C’est toujours une bataille pour les professionnels de la communication audio-visuel de bénéficier d’un espace autre que celui qu’offre l’Etat, ce dernier jouissant d’un monopole sans partage. Il est donc évident que le culte de la personnalité, les idées ou idéologies du parti au pouvoir  soient largement diffusées.
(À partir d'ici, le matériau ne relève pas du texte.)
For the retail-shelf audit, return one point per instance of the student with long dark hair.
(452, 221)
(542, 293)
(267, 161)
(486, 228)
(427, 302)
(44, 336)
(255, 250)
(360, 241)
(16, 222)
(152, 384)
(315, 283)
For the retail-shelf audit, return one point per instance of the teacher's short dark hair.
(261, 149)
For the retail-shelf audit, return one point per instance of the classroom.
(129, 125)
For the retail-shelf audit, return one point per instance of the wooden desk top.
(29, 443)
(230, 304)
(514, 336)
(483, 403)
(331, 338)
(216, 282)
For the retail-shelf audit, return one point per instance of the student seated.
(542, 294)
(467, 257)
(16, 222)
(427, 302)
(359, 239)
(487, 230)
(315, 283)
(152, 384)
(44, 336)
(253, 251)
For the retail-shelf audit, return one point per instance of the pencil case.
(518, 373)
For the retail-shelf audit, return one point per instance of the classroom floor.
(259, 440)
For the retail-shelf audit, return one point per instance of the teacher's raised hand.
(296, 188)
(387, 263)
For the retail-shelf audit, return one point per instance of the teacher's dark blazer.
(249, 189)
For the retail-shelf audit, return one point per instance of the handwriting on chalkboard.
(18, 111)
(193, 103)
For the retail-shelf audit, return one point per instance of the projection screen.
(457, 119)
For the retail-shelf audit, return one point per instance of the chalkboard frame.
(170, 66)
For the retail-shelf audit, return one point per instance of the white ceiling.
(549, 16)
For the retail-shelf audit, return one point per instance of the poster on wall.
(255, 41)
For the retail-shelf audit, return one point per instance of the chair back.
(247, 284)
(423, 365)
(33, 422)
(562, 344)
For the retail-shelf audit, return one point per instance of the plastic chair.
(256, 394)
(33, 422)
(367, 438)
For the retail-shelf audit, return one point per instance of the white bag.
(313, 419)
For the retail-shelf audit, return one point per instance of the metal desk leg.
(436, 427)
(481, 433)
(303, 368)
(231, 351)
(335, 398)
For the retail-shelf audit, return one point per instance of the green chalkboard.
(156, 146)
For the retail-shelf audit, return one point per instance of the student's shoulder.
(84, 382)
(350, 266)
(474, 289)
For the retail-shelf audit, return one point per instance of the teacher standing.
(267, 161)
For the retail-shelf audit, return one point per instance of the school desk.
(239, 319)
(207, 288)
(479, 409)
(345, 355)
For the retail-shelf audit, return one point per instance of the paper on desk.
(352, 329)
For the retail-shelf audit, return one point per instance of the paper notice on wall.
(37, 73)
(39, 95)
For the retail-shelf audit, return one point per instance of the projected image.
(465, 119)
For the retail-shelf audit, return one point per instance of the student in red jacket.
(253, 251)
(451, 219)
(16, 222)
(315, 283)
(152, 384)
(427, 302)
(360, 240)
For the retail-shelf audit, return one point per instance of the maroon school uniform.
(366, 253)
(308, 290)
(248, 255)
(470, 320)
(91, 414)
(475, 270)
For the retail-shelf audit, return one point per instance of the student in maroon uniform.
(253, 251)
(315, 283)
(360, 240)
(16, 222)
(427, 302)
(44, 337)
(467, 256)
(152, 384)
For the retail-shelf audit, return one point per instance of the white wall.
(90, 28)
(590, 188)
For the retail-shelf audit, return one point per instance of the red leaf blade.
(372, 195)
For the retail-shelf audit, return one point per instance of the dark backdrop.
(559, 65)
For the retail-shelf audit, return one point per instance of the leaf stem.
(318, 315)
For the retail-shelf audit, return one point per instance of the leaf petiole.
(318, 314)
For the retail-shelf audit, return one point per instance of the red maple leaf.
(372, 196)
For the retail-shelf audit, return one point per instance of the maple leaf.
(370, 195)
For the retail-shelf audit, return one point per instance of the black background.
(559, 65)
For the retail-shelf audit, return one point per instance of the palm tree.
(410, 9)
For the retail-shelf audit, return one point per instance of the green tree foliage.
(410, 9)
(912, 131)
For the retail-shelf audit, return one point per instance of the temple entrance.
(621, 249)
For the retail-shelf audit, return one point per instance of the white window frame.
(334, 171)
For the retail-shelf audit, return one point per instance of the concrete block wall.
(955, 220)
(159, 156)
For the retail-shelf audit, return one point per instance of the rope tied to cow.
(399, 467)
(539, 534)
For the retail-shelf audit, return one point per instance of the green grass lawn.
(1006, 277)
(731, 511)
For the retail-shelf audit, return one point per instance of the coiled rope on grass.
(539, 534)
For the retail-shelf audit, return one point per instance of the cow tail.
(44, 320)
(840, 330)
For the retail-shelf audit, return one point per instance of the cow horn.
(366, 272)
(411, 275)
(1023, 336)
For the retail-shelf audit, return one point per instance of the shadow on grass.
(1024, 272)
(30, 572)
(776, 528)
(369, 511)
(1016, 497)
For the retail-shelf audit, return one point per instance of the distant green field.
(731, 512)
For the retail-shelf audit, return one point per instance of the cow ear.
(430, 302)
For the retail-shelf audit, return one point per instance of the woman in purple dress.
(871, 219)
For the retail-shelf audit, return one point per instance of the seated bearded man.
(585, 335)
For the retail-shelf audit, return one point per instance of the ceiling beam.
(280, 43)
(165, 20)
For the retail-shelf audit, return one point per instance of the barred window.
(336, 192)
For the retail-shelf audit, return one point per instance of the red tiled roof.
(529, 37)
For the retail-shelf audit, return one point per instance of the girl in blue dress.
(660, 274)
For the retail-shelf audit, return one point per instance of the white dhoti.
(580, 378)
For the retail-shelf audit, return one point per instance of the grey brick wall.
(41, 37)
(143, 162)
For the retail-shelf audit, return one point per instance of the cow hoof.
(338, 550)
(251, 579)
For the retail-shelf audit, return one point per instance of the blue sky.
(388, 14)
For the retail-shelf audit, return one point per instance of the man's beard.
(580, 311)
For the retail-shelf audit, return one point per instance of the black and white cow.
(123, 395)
Le cas de la Côte d’Ivoire est très éloquent.  La télévision a toujours été au service du pouvoir en place. La méfiance est telle qu’une véritable politique de libéralisation du secteur n’a jamais pu être menée à son terme. Les conséquences directes s’observent sur la promotion de l’art et de la culture relayés au dernier plan. Et là encore, les lignes de programmes culturels font la part belle aux cultures  de l’occident. La culture est orpheline et se cherche difficilement un créneau d’expansion et d’expression. Dans une société fortement analphabète, la télévision aurait été très utile surtout en matière d’instruction et de sensibilisation des populations aux valeurs culturelles notamment.

La télévision est un véritable enjeu pour toute culture quand on voit comment l’Occident se vend dans sa télé et s’exporte partout dans le monde par la télé.  La télévision a une telle influence sur les populations qu’elle constitue à ce jour, l’un des moyens les plus utilisés  et les plus accessibles en matière de transmission de modes de pensées, d’habillement, de comportement. Etc…

L’enjeu est donc grand mettant en jeu l’avenir de la culture africaine et la télévision peut y contribuer largement et efficacement.